Улица за улицей, тропинка за тропинкой, пустой, как вымерший, зимний причал — река вот-вот станет, снег накрыл перевернутые лодки, бочки, кучи отбросов, доски и старые щепастые прилавки там, где с утра шумит рыбный базар, окна в «Веселом рыбаре» плотно завешены тяжелыми ставнями. Зима наступает, да и времена не те, чтобы допоздна веселиться. Брехливые бродячие псы возле харчевни, вскочившие было с ворчанием, узнают черного кота и молча сворачиваются теплыми клубками у стены, спать. Густав бежит мимо. Грязный Речной переулок опрятен и свеж, снег засыпал и убелил его убожество; а вот улица, на которой живет пекарь, чуть свет поплывет из его дома сытный горячий запах, к окошку потянутся служанки с корзинами за хлебом, за калачами и маленькими круглыми булочками. Свет фонаря мажет по стенам, это ночной сторож идет по улице, у него свой обход, у Густава свой, дальше, дальше. Небольшой дом с нарядными белыми ставенками, сквозь вырезы-сердечки льется золотистый свет. Здесь живет фрау Вильма, ночью она ходит по дому, не может уснуть, что-то ищет, бормочет, шепчется сама с собой. Марта жила у нее прошлой зимой, но не выдержала, ушла. Очень уж там беспокойно: что ни ночь — старуха мечется по комнатам, словно у нее детенышей отобрали. В городе об этом не знают, разве только Агнесса: однажды старуха к ней приходила с дочкой, плакала. Чем дело кончилось, Густав не знает, больше фрау Вильма у них не появлялась. Черная тень скользит по улицам, цепочка крупных кошачьих следов опоясывает спящий город.

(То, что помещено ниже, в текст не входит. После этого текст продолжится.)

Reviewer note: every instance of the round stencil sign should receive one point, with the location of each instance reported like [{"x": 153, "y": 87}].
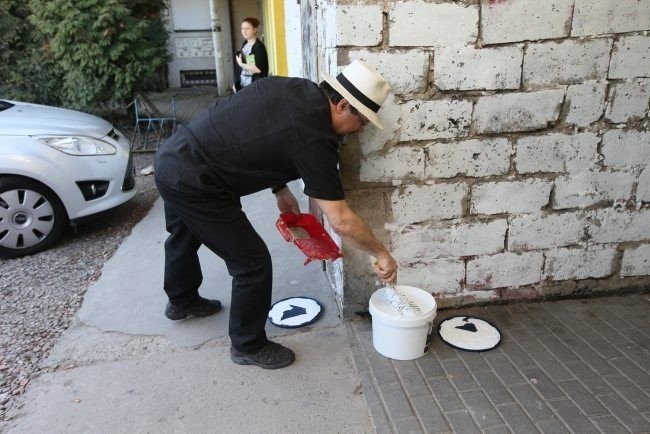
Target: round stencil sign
[
  {"x": 469, "y": 333},
  {"x": 295, "y": 312}
]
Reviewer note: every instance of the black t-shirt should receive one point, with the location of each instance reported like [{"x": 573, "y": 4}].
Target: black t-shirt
[{"x": 274, "y": 131}]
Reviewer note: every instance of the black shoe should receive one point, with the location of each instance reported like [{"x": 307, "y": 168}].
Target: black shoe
[
  {"x": 199, "y": 307},
  {"x": 270, "y": 356}
]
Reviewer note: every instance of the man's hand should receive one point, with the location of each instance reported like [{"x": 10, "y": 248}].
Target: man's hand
[
  {"x": 386, "y": 269},
  {"x": 287, "y": 202}
]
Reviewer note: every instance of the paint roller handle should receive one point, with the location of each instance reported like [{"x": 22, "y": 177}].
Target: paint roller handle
[{"x": 386, "y": 269}]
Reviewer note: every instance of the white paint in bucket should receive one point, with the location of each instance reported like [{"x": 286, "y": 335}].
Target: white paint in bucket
[{"x": 398, "y": 337}]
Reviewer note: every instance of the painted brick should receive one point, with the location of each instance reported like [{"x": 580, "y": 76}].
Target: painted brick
[
  {"x": 425, "y": 120},
  {"x": 556, "y": 153},
  {"x": 406, "y": 71},
  {"x": 504, "y": 270},
  {"x": 512, "y": 197},
  {"x": 612, "y": 226},
  {"x": 628, "y": 101},
  {"x": 517, "y": 111},
  {"x": 567, "y": 62},
  {"x": 594, "y": 17},
  {"x": 374, "y": 139},
  {"x": 359, "y": 25},
  {"x": 437, "y": 24},
  {"x": 585, "y": 103},
  {"x": 470, "y": 158},
  {"x": 501, "y": 21},
  {"x": 468, "y": 68},
  {"x": 643, "y": 186},
  {"x": 440, "y": 275},
  {"x": 626, "y": 148},
  {"x": 397, "y": 163},
  {"x": 565, "y": 264},
  {"x": 449, "y": 240},
  {"x": 539, "y": 231},
  {"x": 636, "y": 261},
  {"x": 590, "y": 188},
  {"x": 630, "y": 57},
  {"x": 415, "y": 204}
]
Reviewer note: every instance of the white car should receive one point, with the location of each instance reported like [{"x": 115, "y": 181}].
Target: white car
[{"x": 56, "y": 166}]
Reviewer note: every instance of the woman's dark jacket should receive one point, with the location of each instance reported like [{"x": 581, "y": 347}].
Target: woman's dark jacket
[{"x": 261, "y": 61}]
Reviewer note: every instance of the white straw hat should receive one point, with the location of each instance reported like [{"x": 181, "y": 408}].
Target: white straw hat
[{"x": 362, "y": 87}]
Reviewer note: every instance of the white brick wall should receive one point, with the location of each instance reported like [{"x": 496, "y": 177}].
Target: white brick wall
[
  {"x": 570, "y": 264},
  {"x": 512, "y": 197},
  {"x": 359, "y": 25},
  {"x": 626, "y": 148},
  {"x": 504, "y": 270},
  {"x": 398, "y": 163},
  {"x": 418, "y": 23},
  {"x": 471, "y": 158},
  {"x": 589, "y": 188},
  {"x": 585, "y": 102},
  {"x": 636, "y": 261},
  {"x": 643, "y": 187},
  {"x": 630, "y": 57},
  {"x": 405, "y": 70},
  {"x": 628, "y": 101},
  {"x": 595, "y": 17},
  {"x": 556, "y": 153},
  {"x": 513, "y": 20},
  {"x": 517, "y": 155},
  {"x": 440, "y": 276},
  {"x": 415, "y": 204},
  {"x": 425, "y": 120},
  {"x": 612, "y": 226},
  {"x": 448, "y": 241},
  {"x": 517, "y": 111},
  {"x": 567, "y": 62},
  {"x": 467, "y": 68},
  {"x": 545, "y": 231}
]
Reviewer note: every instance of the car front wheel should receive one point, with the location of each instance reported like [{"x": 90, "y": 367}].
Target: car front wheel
[{"x": 32, "y": 218}]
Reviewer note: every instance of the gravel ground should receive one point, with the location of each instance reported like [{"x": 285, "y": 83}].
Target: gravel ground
[{"x": 40, "y": 294}]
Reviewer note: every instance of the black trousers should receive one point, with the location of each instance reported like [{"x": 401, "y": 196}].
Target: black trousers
[{"x": 216, "y": 220}]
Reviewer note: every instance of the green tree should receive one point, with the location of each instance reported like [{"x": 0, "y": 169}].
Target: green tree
[
  {"x": 92, "y": 54},
  {"x": 27, "y": 70}
]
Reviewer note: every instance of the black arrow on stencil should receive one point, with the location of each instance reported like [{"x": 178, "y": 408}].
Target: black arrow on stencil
[
  {"x": 294, "y": 311},
  {"x": 470, "y": 327}
]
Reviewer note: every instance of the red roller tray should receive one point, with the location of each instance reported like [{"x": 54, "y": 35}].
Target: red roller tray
[{"x": 309, "y": 235}]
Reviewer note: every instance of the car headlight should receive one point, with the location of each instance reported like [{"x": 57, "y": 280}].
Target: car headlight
[{"x": 76, "y": 145}]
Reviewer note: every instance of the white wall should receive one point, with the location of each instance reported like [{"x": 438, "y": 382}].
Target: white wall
[{"x": 514, "y": 163}]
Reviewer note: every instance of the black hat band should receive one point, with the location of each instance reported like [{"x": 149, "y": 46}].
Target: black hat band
[{"x": 357, "y": 93}]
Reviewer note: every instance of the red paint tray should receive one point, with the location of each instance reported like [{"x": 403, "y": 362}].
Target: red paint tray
[{"x": 309, "y": 235}]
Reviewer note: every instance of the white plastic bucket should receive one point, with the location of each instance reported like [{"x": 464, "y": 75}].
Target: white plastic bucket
[{"x": 398, "y": 337}]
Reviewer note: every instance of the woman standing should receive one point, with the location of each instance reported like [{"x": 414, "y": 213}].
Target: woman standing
[{"x": 252, "y": 60}]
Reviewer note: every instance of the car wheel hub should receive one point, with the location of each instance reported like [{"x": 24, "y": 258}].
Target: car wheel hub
[
  {"x": 21, "y": 220},
  {"x": 26, "y": 218}
]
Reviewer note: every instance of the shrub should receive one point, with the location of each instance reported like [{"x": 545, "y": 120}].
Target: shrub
[{"x": 90, "y": 55}]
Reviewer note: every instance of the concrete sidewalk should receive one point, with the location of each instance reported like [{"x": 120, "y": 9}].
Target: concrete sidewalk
[
  {"x": 578, "y": 366},
  {"x": 565, "y": 366},
  {"x": 125, "y": 368}
]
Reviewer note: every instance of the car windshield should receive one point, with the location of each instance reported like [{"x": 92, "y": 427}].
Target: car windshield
[{"x": 4, "y": 105}]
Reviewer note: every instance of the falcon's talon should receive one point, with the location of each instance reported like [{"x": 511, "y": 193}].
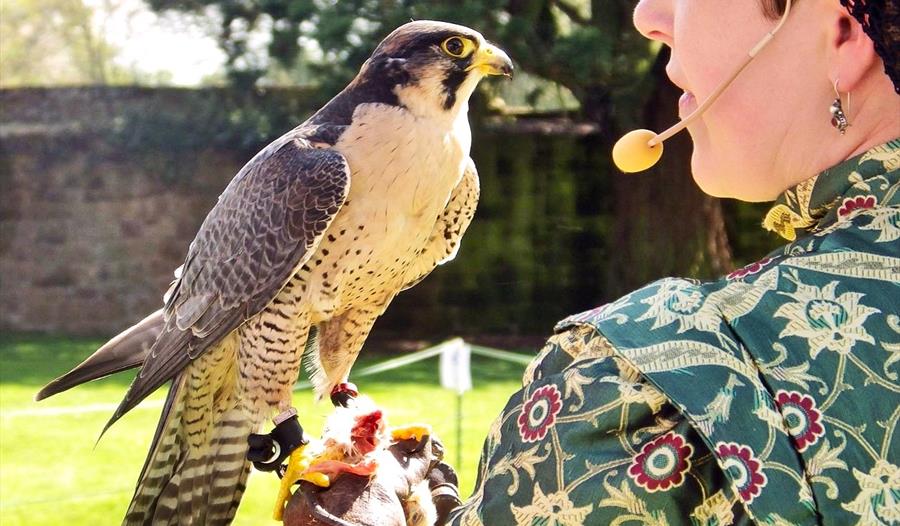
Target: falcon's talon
[
  {"x": 417, "y": 431},
  {"x": 343, "y": 393},
  {"x": 298, "y": 462}
]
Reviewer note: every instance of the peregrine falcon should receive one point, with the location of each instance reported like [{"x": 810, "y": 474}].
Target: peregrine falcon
[{"x": 316, "y": 234}]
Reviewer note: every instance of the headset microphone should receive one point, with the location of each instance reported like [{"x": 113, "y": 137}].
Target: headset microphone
[{"x": 638, "y": 150}]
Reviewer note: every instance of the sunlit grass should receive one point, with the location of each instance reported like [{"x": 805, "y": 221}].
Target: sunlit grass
[{"x": 52, "y": 472}]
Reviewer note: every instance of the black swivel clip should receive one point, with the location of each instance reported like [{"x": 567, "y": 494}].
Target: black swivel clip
[{"x": 268, "y": 451}]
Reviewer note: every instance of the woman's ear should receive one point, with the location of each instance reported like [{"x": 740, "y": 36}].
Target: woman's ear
[{"x": 851, "y": 53}]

Фрау Вильма толкается в двери, трогает оконный переплет, Марта говорила, что при этом не то плачет она, не то поет тихонечко, и не поет — скулит. Днем она сухая, чинная, плетет бесконечное кружево, вон сколько у ней сколков на твердых подушечках, вон как свисают моточки ниток, и барабанчик, на который накручивается готовая лента, не пустеет. Дочка ее уехала и о матери словно забыла — что есть старуха, что нет ее. Старательная женщина фрау Вильма и строгая, только плачет и плачет в церкви, а потом поворачивается и вон идет, а ночью ищет свою дочку по дому, оттого ни одна кошка с ней ужиться не сможет никогда. С ней и из горожан мало кто дружится, а вернее сказать — никто. Муж ее, рыбак, в родном Мартенбурге невесты по сердцу не нашел, издалека привез себе супругу — золотые руки, золотое сердце. Агнесса грешный плод вытравлять не взялась, никогда к такому не касалась. Не беда, нашлись и другие доброхоты, пока не видно и разговоры не пошли; а потом дочь фрау Вильмы поступила куда-то далеко в услужение, и вскоре старуха начала свои ночные поиски. А вот за этим окном спят, и за тем — ставни так покойно затворены. В кадке у дома заснеженные кусты, подвязаны, укутаны ветхой мешковиной, — весной выстрелят зеленые почки, а к маю набухнут первые розы. Вдоль кадки Густав пробегает мелкой побежкой: после кустов остается добрых три четверти дороги.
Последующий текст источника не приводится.